The choice of target site is crucial in artificial miRNA-mediated virus resistance in transgenic Nicotiana tabacum

MicroRNAs (miRNAs) are negative regulators of gene expression via mRNA degradation or translational repression. The potential of artificial miRNAs (amiRNAs) as antiviral agents has been used in plant biotechnology. In this study, we designed eight amiRNAs derived from Potato Virus Y (PVY) Coat Protein RNA sequences and generated transgenic tobacco plants to express these amiRNAs to confer virus resistance against PVY. Together with transient assays, the hairpin amiRcp precursors that mimic natural miRNA precursor molecules proved to be effective in expressing amiRcps and silencing the target gene. Virus resistance assay revealed that not all amiRcps targeting viral CP sequence are equally effective in preventing PVY infection. Plants with amiRcp-8 targeting the 3′ end (nt735–nt754) region exhibited high virus resistance up to 64.69%. The amiRcp-6 harboring RNA sequence (nt567–nt586) induced the lowest percentages with only 17.05%. Besides, northern blots showed that there was a correlation between the resistance level and the accumulation of amiRNA expression. Furthermore, we used bioinformatics approach to predict the mRNA structure and found that targeting sequences of loose structure benefit to improve the virus resistance level. Our results indicate that the selection of appropriate target sequence is crucial for transgenic plant against virus and provide useful guideline for the design of pathogen-derived amiRNAs.

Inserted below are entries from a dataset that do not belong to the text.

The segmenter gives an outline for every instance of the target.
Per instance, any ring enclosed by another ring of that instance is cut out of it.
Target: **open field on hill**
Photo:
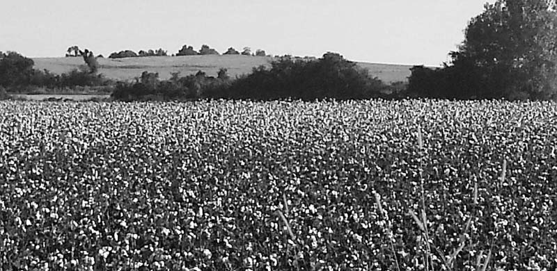
[[[37,94],[37,95],[26,95],[26,94],[13,94],[12,96],[16,98],[23,98],[32,101],[42,101],[45,99],[70,99],[74,101],[84,101],[91,99],[109,99],[109,95],[75,95],[75,94]]]
[[[0,269],[555,270],[556,119],[552,102],[2,101]]]
[[[56,74],[62,74],[77,69],[84,65],[81,58],[33,58],[35,69],[47,69]],[[217,76],[221,67],[228,69],[232,77],[249,74],[251,69],[267,65],[271,57],[246,56],[151,56],[128,58],[98,58],[99,72],[113,79],[132,80],[144,71],[158,72],[162,79],[168,79],[171,72],[180,72],[183,76],[202,70],[210,76]],[[374,76],[386,83],[406,81],[410,75],[409,65],[359,63]]]

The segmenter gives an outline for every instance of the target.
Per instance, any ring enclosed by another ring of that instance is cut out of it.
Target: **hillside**
[[[119,80],[132,80],[144,71],[158,72],[159,77],[167,79],[171,72],[180,72],[182,75],[202,70],[207,75],[216,76],[221,67],[228,69],[234,77],[248,74],[251,69],[267,65],[271,57],[246,56],[152,56],[130,58],[98,58],[100,72],[107,78]],[[84,65],[81,58],[33,58],[35,68],[48,69],[62,74]],[[358,63],[359,65],[386,83],[407,81],[410,75],[411,65]]]

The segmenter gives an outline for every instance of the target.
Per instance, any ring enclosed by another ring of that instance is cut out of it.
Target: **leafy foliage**
[[[236,51],[235,49],[233,47],[230,47],[223,54],[223,55],[239,55],[240,52]]]
[[[111,97],[119,101],[198,99],[217,96],[228,85],[226,69],[221,69],[218,78],[199,71],[183,77],[175,73],[170,80],[162,81],[158,74],[143,72],[134,83],[119,82]]]
[[[244,47],[244,50],[242,51],[242,56],[251,56],[251,48],[249,47]]]
[[[74,45],[68,48],[66,51],[66,57],[77,57],[79,56],[79,47],[77,45]]]
[[[367,69],[334,53],[325,54],[317,60],[285,56],[274,60],[271,66],[270,69],[253,69],[251,74],[235,80],[222,97],[367,99],[381,96],[381,90],[387,88]]]
[[[209,45],[203,44],[199,50],[200,55],[218,55],[219,52],[217,50],[211,48]]]
[[[450,53],[451,65],[415,67],[410,90],[441,98],[556,99],[557,16],[548,8],[544,0],[487,4]]]
[[[33,74],[32,59],[10,51],[0,58],[0,85],[8,88],[26,85]]]
[[[109,58],[136,58],[139,56],[136,52],[132,50],[120,51],[118,53],[114,52],[109,56]]]
[[[138,56],[166,56],[166,51],[163,50],[162,48],[159,48],[155,51],[152,49],[149,49],[147,51],[143,50],[139,51],[138,53]]]
[[[182,47],[182,49],[178,51],[178,54],[176,54],[176,56],[196,56],[199,53],[196,51],[196,50],[194,49],[194,47],[187,46],[186,44]]]
[[[99,63],[97,62],[97,58],[92,51],[86,49],[84,51],[79,51],[79,54],[83,57],[83,60],[87,65],[91,74],[96,74],[99,70]]]
[[[4,101],[0,116],[3,270],[384,270],[393,253],[423,270],[425,242],[443,270],[460,236],[455,270],[490,248],[487,270],[557,265],[555,103]],[[421,175],[428,240],[408,215]]]

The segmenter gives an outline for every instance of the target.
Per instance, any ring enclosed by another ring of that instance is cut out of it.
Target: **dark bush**
[[[244,47],[244,51],[242,51],[242,56],[251,56],[251,48]]]
[[[451,63],[416,66],[414,97],[557,99],[557,17],[544,0],[497,0],[470,21]]]
[[[178,51],[178,54],[176,54],[176,56],[195,56],[198,54],[199,53],[194,50],[194,47],[184,45],[182,47],[182,49]]]
[[[200,55],[218,55],[219,52],[217,50],[211,48],[209,45],[203,44],[199,50]]]
[[[120,51],[118,53],[114,52],[110,54],[109,58],[135,58],[137,57],[137,54],[131,50]]]
[[[230,48],[228,48],[228,51],[226,51],[224,54],[223,54],[223,55],[239,55],[239,54],[240,54],[240,52],[239,52],[239,51],[236,51],[236,49],[234,49],[233,47],[230,47]]]

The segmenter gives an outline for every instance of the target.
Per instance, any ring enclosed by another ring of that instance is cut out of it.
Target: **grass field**
[[[0,270],[555,270],[556,119],[553,102],[1,101]]]
[[[85,101],[93,98],[98,98],[100,99],[108,99],[110,97],[109,95],[74,95],[74,94],[38,94],[38,95],[26,95],[26,94],[13,94],[12,96],[16,98],[23,98],[31,101],[42,101],[49,98],[54,99],[70,99],[74,101]]]
[[[228,74],[236,76],[251,72],[260,65],[267,65],[270,57],[246,56],[189,56],[144,57],[129,58],[99,58],[100,72],[113,79],[132,80],[141,76],[144,71],[158,72],[161,79],[168,79],[171,72],[180,72],[187,75],[202,70],[210,76],[217,76],[221,67],[228,69]],[[81,58],[33,58],[35,68],[47,69],[56,74],[68,72],[84,65]],[[411,66],[359,63],[368,69],[372,74],[386,83],[406,81],[410,75]]]

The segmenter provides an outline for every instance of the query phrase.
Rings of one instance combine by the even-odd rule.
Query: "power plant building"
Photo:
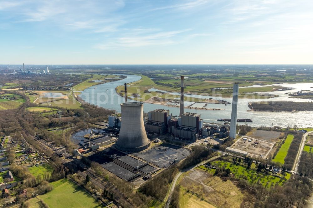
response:
[[[145,126],[147,131],[154,134],[165,133],[167,127],[167,122],[171,118],[169,110],[157,109],[149,111],[148,121]]]
[[[122,122],[116,148],[123,151],[136,152],[149,147],[150,141],[145,128],[143,103],[125,102],[121,104],[121,107]]]
[[[121,128],[121,121],[115,116],[110,115],[108,118],[109,127],[111,129]]]
[[[175,137],[197,141],[203,125],[203,121],[200,116],[199,114],[185,113],[177,120],[169,121],[168,132]]]

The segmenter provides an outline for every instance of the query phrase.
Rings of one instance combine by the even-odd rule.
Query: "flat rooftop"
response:
[[[199,114],[199,113],[195,113],[186,112],[185,113],[184,113],[182,115],[184,116],[192,116],[195,117],[200,116],[200,114]]]
[[[162,144],[144,151],[132,153],[131,155],[162,168],[169,166],[175,158],[180,160],[190,154],[190,151],[185,148],[169,144]]]
[[[162,113],[166,113],[169,110],[166,110],[164,109],[156,109],[155,110],[153,110],[153,111],[153,111],[154,112],[160,112]]]

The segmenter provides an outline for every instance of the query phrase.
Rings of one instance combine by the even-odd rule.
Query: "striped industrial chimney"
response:
[[[181,77],[180,106],[179,107],[179,116],[184,114],[184,76]]]
[[[125,91],[125,102],[127,102],[127,83],[124,83],[124,91]]]

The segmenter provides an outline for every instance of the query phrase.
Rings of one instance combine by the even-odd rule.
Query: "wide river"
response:
[[[141,78],[140,76],[136,75],[128,74],[123,75],[127,76],[127,78],[121,80],[100,84],[87,88],[82,92],[80,96],[86,102],[105,108],[115,110],[118,112],[120,112],[121,106],[120,104],[124,102],[124,98],[116,93],[115,88],[118,86],[124,84],[125,82],[130,83],[137,81]],[[287,87],[295,88],[292,90],[288,90],[288,92],[295,92],[304,90],[313,90],[313,88],[310,88],[310,87],[313,87],[313,83],[282,84],[279,85]],[[248,103],[252,101],[311,101],[311,100],[305,99],[289,98],[289,96],[285,94],[286,92],[275,91],[271,92],[271,94],[278,95],[279,97],[269,99],[239,99],[237,118],[252,119],[253,122],[252,123],[248,122],[247,124],[254,127],[261,126],[271,126],[272,123],[273,126],[284,127],[288,126],[292,127],[294,124],[296,124],[298,127],[301,128],[313,126],[313,111],[270,112],[247,111],[247,110],[249,110]],[[192,96],[186,95],[186,96]],[[218,100],[223,99],[227,100],[231,103],[232,102],[231,98],[222,98],[212,96],[202,96],[201,97],[212,97]],[[210,108],[220,108],[223,110],[211,110],[185,108],[184,111],[185,112],[200,113],[201,114],[201,118],[204,119],[205,122],[207,122],[221,123],[221,121],[217,121],[217,120],[220,118],[230,118],[231,105],[228,105],[225,106],[221,104],[209,104],[208,105],[207,107]],[[179,109],[178,107],[146,103],[145,103],[144,105],[144,110],[145,112],[147,112],[157,108],[168,109],[173,115],[178,115],[179,113]]]

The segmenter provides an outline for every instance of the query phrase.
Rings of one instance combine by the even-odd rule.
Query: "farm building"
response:
[[[14,180],[14,177],[12,175],[12,173],[10,171],[7,172],[7,178],[8,178],[10,181],[13,181]]]
[[[4,189],[2,190],[2,197],[5,198],[9,196],[9,190],[7,189]]]

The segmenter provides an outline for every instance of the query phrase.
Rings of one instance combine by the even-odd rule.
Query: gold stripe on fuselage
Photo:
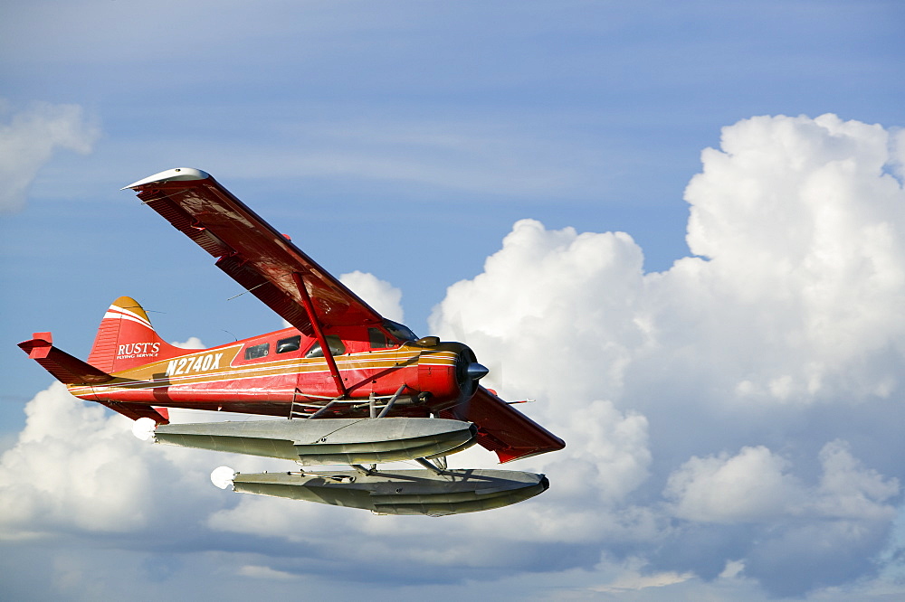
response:
[[[197,353],[179,356],[178,358],[161,360],[138,368],[116,372],[116,380],[110,384],[93,386],[77,385],[70,388],[76,396],[102,395],[115,393],[119,390],[134,389],[153,389],[156,387],[192,386],[196,384],[210,384],[214,382],[242,381],[277,377],[290,374],[329,373],[329,368],[323,358],[287,358],[259,363],[232,366],[233,360],[238,354],[242,345],[205,350]],[[205,371],[202,358],[214,354],[223,354],[224,367]],[[413,362],[423,366],[450,367],[455,364],[456,353],[444,351],[424,351],[411,348],[400,348],[379,352],[362,352],[348,355],[335,356],[337,367],[340,372],[352,371],[383,371],[402,367]],[[191,365],[189,361],[201,362],[202,369],[196,372],[194,370],[186,371],[191,373],[168,374],[174,372],[171,367],[174,362],[186,360],[186,365]],[[211,362],[214,363],[214,361]],[[178,371],[178,368],[176,369]]]

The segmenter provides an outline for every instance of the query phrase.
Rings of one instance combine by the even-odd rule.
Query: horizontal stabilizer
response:
[[[50,333],[34,333],[33,337],[20,343],[19,347],[63,384],[98,384],[113,380],[102,370],[54,347]]]

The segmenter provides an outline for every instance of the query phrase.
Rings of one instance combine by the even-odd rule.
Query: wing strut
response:
[[[314,335],[318,338],[318,343],[320,343],[320,349],[324,352],[324,359],[327,360],[327,365],[330,369],[330,374],[333,375],[333,381],[336,382],[337,390],[339,392],[340,399],[348,397],[348,390],[346,390],[346,385],[343,384],[342,375],[339,374],[339,369],[337,368],[336,360],[333,359],[333,352],[330,350],[330,346],[327,342],[327,336],[324,335],[324,331],[320,327],[320,320],[318,319],[318,315],[314,311],[314,304],[311,302],[311,296],[308,294],[308,288],[305,287],[304,277],[299,272],[292,272],[292,279],[295,280],[295,285],[299,287],[299,295],[301,296],[301,303],[305,306],[305,311],[308,313],[308,317],[311,321],[311,327],[314,329]]]

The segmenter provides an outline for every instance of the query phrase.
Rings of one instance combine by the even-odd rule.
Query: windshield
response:
[[[418,337],[408,326],[393,320],[384,320],[384,328],[400,341],[417,341]]]

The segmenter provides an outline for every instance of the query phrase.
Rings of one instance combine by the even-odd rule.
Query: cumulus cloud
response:
[[[0,113],[8,108],[0,100]],[[36,102],[0,124],[0,212],[25,205],[38,171],[58,150],[86,155],[100,136],[98,125],[78,105]]]
[[[358,270],[342,274],[339,280],[385,318],[403,322],[402,291],[389,282]]]
[[[644,273],[628,234],[523,220],[481,274],[449,288],[433,331],[472,346],[505,398],[538,399],[519,409],[567,442],[511,466],[545,472],[543,495],[437,520],[230,495],[205,482],[215,455],[119,442],[124,419],[57,388],[29,404],[0,460],[5,532],[147,533],[142,525],[161,528],[162,507],[213,549],[278,547],[236,560],[255,581],[291,583],[314,563],[333,575],[355,567],[359,580],[543,572],[563,591],[577,579],[588,592],[662,599],[842,599],[852,590],[834,588],[875,578],[902,544],[893,525],[905,448],[889,426],[905,368],[896,140],[832,115],[746,119],[702,153],[686,190],[693,257]],[[389,284],[343,280],[402,318]],[[124,456],[136,463],[129,475],[105,459]],[[451,461],[489,458],[472,448]],[[204,503],[173,503],[157,489],[162,478],[172,499]],[[89,507],[116,487],[117,503]],[[339,522],[329,535],[311,528]],[[379,576],[361,569],[385,557],[396,562]]]

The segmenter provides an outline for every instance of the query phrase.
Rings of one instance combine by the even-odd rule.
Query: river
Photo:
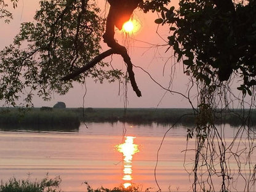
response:
[[[85,182],[94,189],[135,183],[142,191],[147,188],[156,191],[158,162],[156,180],[162,191],[191,191],[193,178],[183,166],[187,127],[171,129],[157,161],[169,126],[119,122],[87,126],[81,124],[73,132],[4,131],[0,127],[0,179],[39,180],[48,173],[51,178],[60,176],[64,191],[86,191]],[[228,128],[226,137],[233,138],[236,128]]]

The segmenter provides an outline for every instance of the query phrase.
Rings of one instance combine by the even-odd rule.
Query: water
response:
[[[85,191],[85,182],[93,188],[129,182],[136,183],[142,191],[147,188],[158,190],[154,172],[157,152],[169,127],[156,124],[124,127],[121,122],[87,126],[88,129],[82,124],[70,132],[0,130],[0,178],[4,182],[12,177],[40,180],[49,173],[52,178],[60,176],[65,191]],[[231,139],[237,129],[228,128],[226,137]],[[172,129],[159,151],[156,178],[162,191],[191,191],[193,179],[190,180],[183,167],[186,129]],[[132,169],[129,180],[123,180],[127,165],[123,161],[124,153],[117,150],[117,145],[125,141],[124,135],[132,137],[139,150],[129,160]]]

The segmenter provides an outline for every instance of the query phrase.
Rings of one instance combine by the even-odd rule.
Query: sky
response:
[[[14,10],[10,9],[14,13],[14,19],[9,24],[0,21],[1,27],[4,28],[0,31],[1,49],[12,43],[13,38],[18,32],[21,23],[33,20],[35,11],[39,8],[39,1],[20,0],[18,7]],[[105,1],[98,0],[98,2],[101,4],[100,6],[103,6],[103,10],[105,10]],[[172,1],[170,6],[174,5],[177,5],[175,1]],[[106,14],[103,12],[102,14]],[[158,18],[156,13],[145,14],[138,9],[135,10],[134,17],[141,25],[138,31],[129,40],[128,50],[133,64],[149,73],[154,81],[163,87],[168,87],[170,81],[172,80],[170,89],[187,95],[188,77],[183,73],[182,64],[176,63],[174,65],[175,62],[171,49],[166,53],[168,48],[166,39],[169,34],[169,26],[158,26],[154,23],[154,20]],[[118,30],[116,31],[115,38],[121,44],[125,39]],[[102,52],[109,49],[103,42],[102,46]],[[109,57],[104,61],[110,62],[111,60],[111,58]],[[125,64],[120,55],[114,55],[111,63],[114,67],[121,67],[124,71],[126,71]],[[173,73],[174,66],[175,73]],[[190,107],[186,99],[177,94],[166,93],[164,89],[139,68],[134,67],[134,71],[142,97],[137,97],[130,84],[128,84],[128,108]],[[124,86],[118,82],[109,84],[105,81],[103,84],[100,84],[95,83],[90,78],[87,78],[86,86],[74,84],[74,88],[70,89],[65,95],[53,94],[50,102],[44,102],[41,98],[35,97],[33,103],[36,107],[52,106],[57,102],[63,102],[67,107],[70,108],[122,108],[125,103],[124,92]]]

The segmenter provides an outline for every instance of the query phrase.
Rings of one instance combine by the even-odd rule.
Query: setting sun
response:
[[[124,23],[124,24],[122,25],[122,29],[126,33],[132,32],[132,30],[134,29],[134,23],[131,20],[129,20]]]

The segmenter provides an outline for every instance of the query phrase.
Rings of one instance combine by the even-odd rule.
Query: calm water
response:
[[[121,122],[87,126],[82,124],[72,132],[0,130],[0,179],[40,180],[49,173],[50,177],[60,176],[65,191],[85,191],[86,181],[94,188],[134,183],[142,191],[149,187],[158,190],[154,169],[158,148],[169,127],[127,123],[124,132]],[[226,137],[232,138],[236,129],[226,130]],[[186,148],[186,127],[180,126],[173,128],[164,140],[156,169],[162,191],[168,188],[191,191],[182,152]]]

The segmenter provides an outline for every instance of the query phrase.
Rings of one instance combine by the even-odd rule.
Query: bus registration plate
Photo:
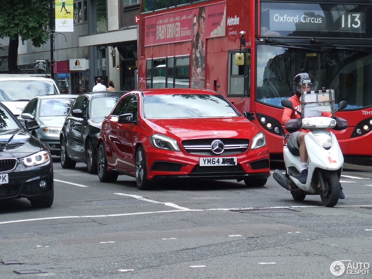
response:
[[[7,173],[0,174],[0,184],[6,184],[9,182]]]
[[[199,165],[209,166],[236,166],[236,157],[215,157],[199,158]]]

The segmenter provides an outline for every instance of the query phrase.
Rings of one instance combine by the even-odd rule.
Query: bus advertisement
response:
[[[282,156],[280,102],[293,80],[313,76],[333,89],[334,133],[344,156],[372,155],[372,5],[361,0],[142,0],[138,87],[206,88],[226,97],[265,134],[272,158]],[[337,106],[337,105],[336,105]]]

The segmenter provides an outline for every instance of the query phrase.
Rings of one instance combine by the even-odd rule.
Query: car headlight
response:
[[[259,132],[258,134],[252,139],[251,149],[256,149],[266,145],[266,140],[265,139],[265,135],[262,132]]]
[[[150,141],[153,146],[155,148],[173,151],[180,150],[177,141],[163,135],[155,134],[150,137]]]
[[[45,127],[42,128],[40,131],[48,134],[59,134],[61,132],[61,128],[57,127]]]
[[[28,167],[31,167],[47,163],[50,160],[49,153],[46,150],[42,150],[27,157],[21,158],[19,160],[19,162]]]
[[[319,144],[324,148],[329,148],[332,146],[332,137],[331,137],[331,133],[329,132],[324,131],[318,133],[313,132],[313,134]]]

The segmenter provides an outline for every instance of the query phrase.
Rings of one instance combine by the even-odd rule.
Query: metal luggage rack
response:
[[[303,92],[301,94],[301,117],[320,116],[324,112],[334,110],[334,90],[326,89]]]

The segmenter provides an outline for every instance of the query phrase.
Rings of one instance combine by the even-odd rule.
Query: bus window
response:
[[[244,64],[237,65],[235,64],[235,54],[238,53],[238,51],[229,53],[227,94],[247,97],[250,87],[250,57],[248,50],[246,50]]]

► Expression of artificial miRNA targeting PVY-CP gene conferred plant high resistance. ► The 3′ end of target gene was more effective than 5′ end in mediating RNA silencing. ► Position of target sequence influence amiRNA-mediated virus resistance. ► The resistance level was well correlated to the miRNA expression level. ► Silencing efficacy depended on amiRNA characteristic and accessibility of target site.